Cameron Says Offer to Help Stop Oil Leak Spurned By BP “Morons”

Acclaimed director says he has worked with robots and subs at much greater depths than Gulf well

Blockbuster king James Cameron's offer to help BP stem the flow of oil from a leaking Gulf of Mexico well was spurned by the oil giant, even though the director says he knows his way around the ocean's depths.

"Over the last few weeks I've watched, as we all have, with growing horror and heartache, watching what's happening in the Gulf and thinking those morons don't know what they're doing," Cameron said at the All Things Digital technology conference.

Cameron, the director of "The Abyss," "Titanic" and "Avatar," has worked extensively with robot submarines and is considered an expert in undersea filming. His comments came a day after he participated in a meeting at the U.S. Environmental Protection Agency headquarters in Washington to "brainstorm" solutions to the oil spill.

Cameron said his offer to help was "graciously" turned away by the British energy company but said he has not spoken to the White House about his offer. So far, methods with names like "top hat," "top kill" and "junk shot" have failed. The first was a 100-ton containment box that was lowered onto the broken pipe but was unexpectedly rendered buoyant by gases rising from 13,000 feet beneath the seabed. The other methods basically involved clogging the pipe with debris including golf balls and old tires. All have flopped.

BP is currently trying to slice the bent pipe and install a sealed dome on it once there is a straight section to cap. But experts believe the bend in the pipe is actually slowing the flow and that the new approach, even if successful, will at least temporarily increase the flow by as much as 20 percent. If it works, the dome will allow BP to siphon the oil upward to a waiting ship. The gambit hit a snag Wednesday, when the diamond-tipped saw got stuck. But officials hoped to get it working again quickly.

Meanwhile, BP is trying a longer-term approach, drilling diagonally through bedrock toward the pipeline, a method that could intercept the erupting oil but is more than a month away from fruition.
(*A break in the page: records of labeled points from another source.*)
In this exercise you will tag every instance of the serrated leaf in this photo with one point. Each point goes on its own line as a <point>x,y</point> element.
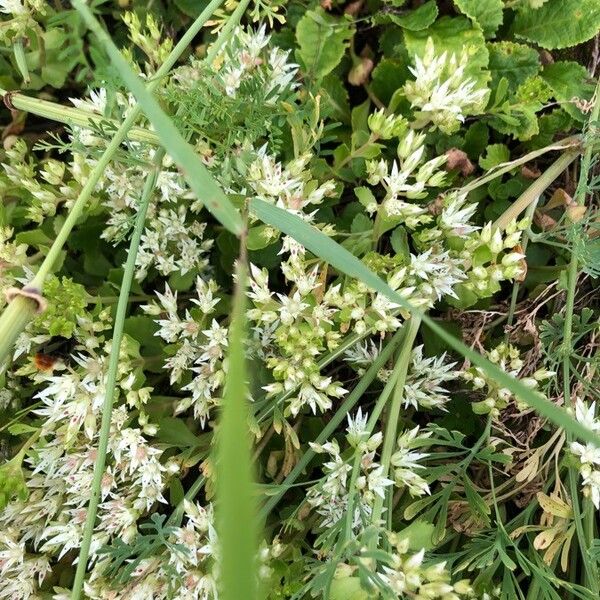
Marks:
<point>455,36</point>
<point>488,14</point>
<point>365,196</point>
<point>515,62</point>
<point>322,41</point>
<point>389,75</point>
<point>570,83</point>
<point>559,23</point>
<point>335,97</point>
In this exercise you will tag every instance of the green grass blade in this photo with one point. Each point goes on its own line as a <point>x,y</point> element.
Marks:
<point>195,173</point>
<point>111,378</point>
<point>348,404</point>
<point>236,517</point>
<point>337,256</point>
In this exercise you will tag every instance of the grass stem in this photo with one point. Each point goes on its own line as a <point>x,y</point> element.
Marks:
<point>111,378</point>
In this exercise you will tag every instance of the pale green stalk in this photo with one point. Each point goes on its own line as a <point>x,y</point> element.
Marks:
<point>390,385</point>
<point>16,316</point>
<point>389,439</point>
<point>344,261</point>
<point>535,190</point>
<point>72,116</point>
<point>235,507</point>
<point>570,142</point>
<point>584,523</point>
<point>111,378</point>
<point>193,170</point>
<point>232,22</point>
<point>348,404</point>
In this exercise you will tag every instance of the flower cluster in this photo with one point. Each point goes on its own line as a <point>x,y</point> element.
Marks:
<point>49,523</point>
<point>408,576</point>
<point>441,90</point>
<point>330,497</point>
<point>508,358</point>
<point>198,347</point>
<point>588,454</point>
<point>407,180</point>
The growing oil slick has reached the shores of Louisiana, Alabama and Mississippi and is just nine miles from the coast of Florida, according to officials.

Cameron believes he could be of service, especially in directing robots at the mile-deep leak site. The company has tried several gambits to stanch the leak, which began on April 20, when the Deepwater Horizon rig exploded in a fireball.

"I know really, really, really smart people that work typically at depths much greater than what that well is at," Cameron said.

While acknowledging that his contacts in the deep-sea industry do not drill for oil, Cameron said that they are accustomed to operating various underwater vehicles and electronic optical fiber systems.

"Most importantly," he added, "they know the engineering that it requires to get something done at that depth."